Spotting Veron and Other Stories
By Ankush Saikia.
Rupa. Pages 182. Rs 195.

Reviewed by Aditi Garg

EVEN the simplest of lives have facets that fascinate, surprise, tickle and sadden. There are no ordinary people, only untold stories. Stories from around us and about the things that touch our lives are more engaging as we can relate to them. The expanse of our country provides for a wide variety of traditions, customs, landscapes and ethnicity. Everything seems very different and is yet, so similar. We have very different cultures but at the same time, we are bound by a common thread.

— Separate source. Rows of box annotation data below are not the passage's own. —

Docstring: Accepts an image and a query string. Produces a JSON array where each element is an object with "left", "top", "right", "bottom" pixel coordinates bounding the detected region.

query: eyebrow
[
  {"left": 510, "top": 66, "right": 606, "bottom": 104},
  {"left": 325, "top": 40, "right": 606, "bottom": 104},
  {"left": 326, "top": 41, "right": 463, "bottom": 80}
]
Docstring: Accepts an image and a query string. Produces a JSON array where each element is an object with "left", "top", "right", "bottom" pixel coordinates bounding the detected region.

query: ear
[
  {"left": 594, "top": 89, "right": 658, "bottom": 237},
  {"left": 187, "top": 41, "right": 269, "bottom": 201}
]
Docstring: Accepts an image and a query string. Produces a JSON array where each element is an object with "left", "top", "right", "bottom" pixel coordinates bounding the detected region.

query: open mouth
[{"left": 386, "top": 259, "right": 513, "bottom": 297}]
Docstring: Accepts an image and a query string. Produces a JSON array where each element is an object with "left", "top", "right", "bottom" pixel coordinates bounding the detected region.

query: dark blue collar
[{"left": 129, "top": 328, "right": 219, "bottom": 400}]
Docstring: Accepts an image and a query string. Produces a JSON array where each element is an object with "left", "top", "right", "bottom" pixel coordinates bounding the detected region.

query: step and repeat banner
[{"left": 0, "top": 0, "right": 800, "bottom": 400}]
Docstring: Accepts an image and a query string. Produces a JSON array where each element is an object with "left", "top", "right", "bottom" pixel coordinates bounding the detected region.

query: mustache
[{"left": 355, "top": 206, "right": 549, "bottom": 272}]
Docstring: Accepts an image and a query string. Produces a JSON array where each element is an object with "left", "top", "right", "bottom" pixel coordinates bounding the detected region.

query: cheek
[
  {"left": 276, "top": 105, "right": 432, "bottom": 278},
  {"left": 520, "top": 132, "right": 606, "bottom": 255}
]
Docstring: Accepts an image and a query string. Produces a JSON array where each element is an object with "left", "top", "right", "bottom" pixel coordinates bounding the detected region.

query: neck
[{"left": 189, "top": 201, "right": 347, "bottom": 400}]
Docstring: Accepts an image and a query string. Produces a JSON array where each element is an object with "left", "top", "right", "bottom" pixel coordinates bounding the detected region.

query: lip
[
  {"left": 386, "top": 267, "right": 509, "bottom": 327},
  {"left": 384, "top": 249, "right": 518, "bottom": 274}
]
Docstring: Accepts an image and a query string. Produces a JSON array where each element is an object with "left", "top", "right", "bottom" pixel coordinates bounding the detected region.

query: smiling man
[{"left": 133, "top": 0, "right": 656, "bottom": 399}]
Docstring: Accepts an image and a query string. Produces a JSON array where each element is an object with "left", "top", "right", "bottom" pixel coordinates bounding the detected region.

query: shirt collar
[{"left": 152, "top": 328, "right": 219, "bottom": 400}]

Beyond the urban India, which is the same in all the big cities, there is the Indian of the masses which moves to a different beat. Ankush Saikia was born in Tezpur, Assam in 1975. He has worked in journalism and publishing. Spotting Veron and Other Stories is his second book after Jet City Girl which was a novel. This book has eight short stories written over a period of 17 years. Some of them, Two Ending, The Test, Spotting Veron and Jet City Woman have been published before. Saikia grew up in Madison, Wisconsin; Assam; and Shillong, Meghalaya and worked in New Delhi. His familiarity with cultures of these places is palpable as he portrays them in his stories.

This book is a reflection of life in the North-East and Delhi. In Two Ending, the fear of goons and superstition are taken to a new level. The protagonist tries to understand one on the basis of the other. The Test is a tongue-in-cheek look at the gravity of a test in the life of a student and the lengths they go to ace it.

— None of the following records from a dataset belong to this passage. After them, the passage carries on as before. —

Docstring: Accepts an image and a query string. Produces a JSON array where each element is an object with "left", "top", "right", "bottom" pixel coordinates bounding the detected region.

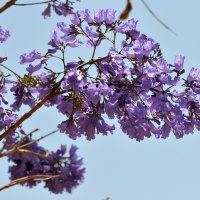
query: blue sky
[{"left": 0, "top": 0, "right": 200, "bottom": 200}]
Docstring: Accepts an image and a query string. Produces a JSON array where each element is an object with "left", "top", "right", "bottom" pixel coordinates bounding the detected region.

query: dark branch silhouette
[{"left": 0, "top": 0, "right": 17, "bottom": 14}]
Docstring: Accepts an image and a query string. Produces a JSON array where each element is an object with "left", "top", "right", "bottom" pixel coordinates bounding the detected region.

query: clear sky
[{"left": 0, "top": 0, "right": 200, "bottom": 200}]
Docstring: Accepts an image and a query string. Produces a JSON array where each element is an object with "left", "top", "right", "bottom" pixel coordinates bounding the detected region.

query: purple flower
[
  {"left": 0, "top": 57, "right": 8, "bottom": 63},
  {"left": 0, "top": 26, "right": 10, "bottom": 43},
  {"left": 9, "top": 139, "right": 85, "bottom": 194},
  {"left": 70, "top": 13, "right": 81, "bottom": 26},
  {"left": 174, "top": 55, "right": 185, "bottom": 72},
  {"left": 94, "top": 10, "right": 105, "bottom": 24},
  {"left": 26, "top": 63, "right": 42, "bottom": 75},
  {"left": 42, "top": 3, "right": 51, "bottom": 19},
  {"left": 80, "top": 9, "right": 94, "bottom": 24},
  {"left": 104, "top": 9, "right": 116, "bottom": 25},
  {"left": 187, "top": 68, "right": 200, "bottom": 82}
]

Saikia’s first novel, Jet City Woman, was a version of his story by the same name. It deals with a day in the life of a journalist who is faced with strange circumstances and is at a loss about how to deal with them. At the same time, he cannot run away from his journalistic duties. India in its most vivid avatar forms the basis of Spotting Veron. It takes you through a train journey that touches strikingly different places and equally myriad variety of people. And the complexity of how all of them from their different backgrounds come together in their one goal—adjusting thirty in a compartment.

The Dog at the Wedding is a heart-wrenching story of a boy who has been split from his family by a cruel stroke of fate, and then some human intervention. It chalks his journey as he tries to make sense of his existence and come to terms with it. Nostalgia and earning a living are what are pulling the protagonist apart in A House in Laban. There is a lot at stake but a lot more to be gained; is he ready to take the plunge? Caught Somewhere in Time shows us life as it is in a matrilineal society. The trials and tribulations of someone who has lived life in the right lane before he veers towards wrong are shown without trying to preach. The last story, The Island, is a tale of two places separated in time and space yet connected in a fascinating way.

The author has managed to evoke a plethora of emotions through his simple stories that touch your heart. His language is straightforward and narrative effortless. He does not judge the characters but leaves them open to interpretation. There is also a glossary at the end that aids in understanding the less familiar words.